Value of staging squamous cell carcinoma of the anal margin and canal using the sentinel lymph node procedure: an update of the series and a review of the literature.

机构信息

Digestive and Colorectal Surgical Department, Centre of Minimal Invasive Surgery, University of Turin, Molinette Hospital, Turin, Italy.

出版信息

Br J Cancer. 2013 Feb 19;108(3):527-32. doi: 10.1038/bjc.2012.600. Epub 2013 Jan 17.

Abstract

BACKGROUND

Inguinal metastases in patients affected by anal cancer are an independent prognostic factor for local failure and overall mortality. Since 2001, sentinel lymph node biopsy was applied in these patients.
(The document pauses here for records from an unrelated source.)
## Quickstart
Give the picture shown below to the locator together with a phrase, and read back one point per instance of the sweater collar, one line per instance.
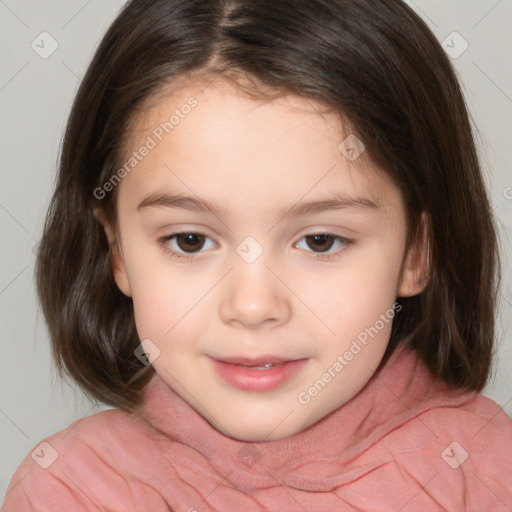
(313, 458)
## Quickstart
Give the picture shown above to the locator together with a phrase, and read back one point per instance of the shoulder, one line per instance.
(462, 450)
(76, 467)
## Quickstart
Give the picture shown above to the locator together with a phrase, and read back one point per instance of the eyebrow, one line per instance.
(197, 204)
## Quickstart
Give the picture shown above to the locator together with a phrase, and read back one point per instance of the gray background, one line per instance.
(35, 98)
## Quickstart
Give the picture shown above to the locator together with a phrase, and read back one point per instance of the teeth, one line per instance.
(266, 366)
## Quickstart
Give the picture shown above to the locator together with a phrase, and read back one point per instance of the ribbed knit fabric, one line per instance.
(406, 442)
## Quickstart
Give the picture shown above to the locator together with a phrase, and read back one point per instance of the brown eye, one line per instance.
(189, 242)
(320, 243)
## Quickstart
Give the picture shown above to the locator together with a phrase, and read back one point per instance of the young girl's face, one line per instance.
(277, 306)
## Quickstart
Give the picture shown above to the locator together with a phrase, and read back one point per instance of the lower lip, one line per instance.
(257, 380)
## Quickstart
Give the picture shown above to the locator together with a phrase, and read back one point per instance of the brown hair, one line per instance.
(373, 61)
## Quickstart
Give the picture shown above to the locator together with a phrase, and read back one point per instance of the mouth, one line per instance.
(260, 374)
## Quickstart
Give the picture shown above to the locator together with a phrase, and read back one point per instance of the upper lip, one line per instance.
(254, 361)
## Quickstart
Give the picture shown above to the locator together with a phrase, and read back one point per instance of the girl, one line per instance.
(271, 250)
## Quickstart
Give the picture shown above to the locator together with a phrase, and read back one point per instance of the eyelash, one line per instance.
(346, 243)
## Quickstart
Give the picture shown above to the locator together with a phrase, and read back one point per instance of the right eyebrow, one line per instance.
(197, 204)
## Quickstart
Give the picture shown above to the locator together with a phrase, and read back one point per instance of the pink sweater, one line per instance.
(405, 443)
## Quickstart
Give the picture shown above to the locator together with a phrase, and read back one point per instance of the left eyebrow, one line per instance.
(295, 210)
(334, 203)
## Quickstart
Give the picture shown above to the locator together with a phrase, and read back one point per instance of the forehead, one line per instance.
(215, 141)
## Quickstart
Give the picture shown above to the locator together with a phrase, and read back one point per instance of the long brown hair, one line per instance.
(373, 61)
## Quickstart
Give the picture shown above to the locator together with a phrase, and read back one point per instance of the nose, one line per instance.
(253, 296)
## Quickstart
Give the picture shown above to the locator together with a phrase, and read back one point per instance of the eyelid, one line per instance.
(318, 256)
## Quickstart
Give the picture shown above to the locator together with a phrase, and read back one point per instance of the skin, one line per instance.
(253, 159)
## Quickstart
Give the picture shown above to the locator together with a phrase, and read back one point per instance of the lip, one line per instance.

This original study reports an update of personal and previous published series, which were compared with Literature to value the incidence of inguinal metastases T-stage related and the overall incidence of false negative inguinal metastases at sentinel node.

METHODS

In all, 63 patients diagnosed with anal cancer submitted to inguinal sentinel node. Furthermore a research in the Pub Med database was performed to find papers regarding this technique.

RESULTS

In our series, detection rate was 98.4%. Inguinal metastases were evidentiated in 13 patients (20.6%). Our median follow-up was 35 months. In our series, no false negative nodes were observed.

CONCLUSION

Sentinel node technique in the detection of inguinal metastases in patients affected by anal cancer should be considered as a standard of care. It is indicated for all T stages in order to select patients to be submitted to inguinal radiotherapy, avoiding related morbidity in negative ones. An overall 3.7% rate of false negative must be considered acceptable.

摘要

背景

在患有肛门癌的患者中,腹股沟转移是局部失败和总死亡率的独立预后因素。自 2001 年以来,前哨淋巴结活检已应用于这些患者。本研究报告了个人和以前发表的系列的更新,将其与文献进行比较,以评估与 T 分期相关的腹股沟转移的发生率和前哨淋巴结中腹股沟转移的总假阴性率。

方法

共有 63 例诊断为肛门癌的患者接受了腹股沟前哨淋巴结活检。此外,还在 Pub Med 数据库中进行了一项研究,以查找有关该技术的论文。

结果

在我们的系列中,检测率为 98.4%。13 例(20.6%)患者出现腹股沟转移。我们的中位随访时间为 35 个月。在我们的系列中,未观察到假阴性淋巴结。

结论

对于患有肛门癌的患者,前哨淋巴结技术检测腹股沟转移应被视为一种标准的治疗方法。它适用于所有 T 分期,以便选择需要接受腹股沟放疗的患者,避免在阴性患者中出现相关的发病率。总的 3.7%的假阴性率是可以接受的。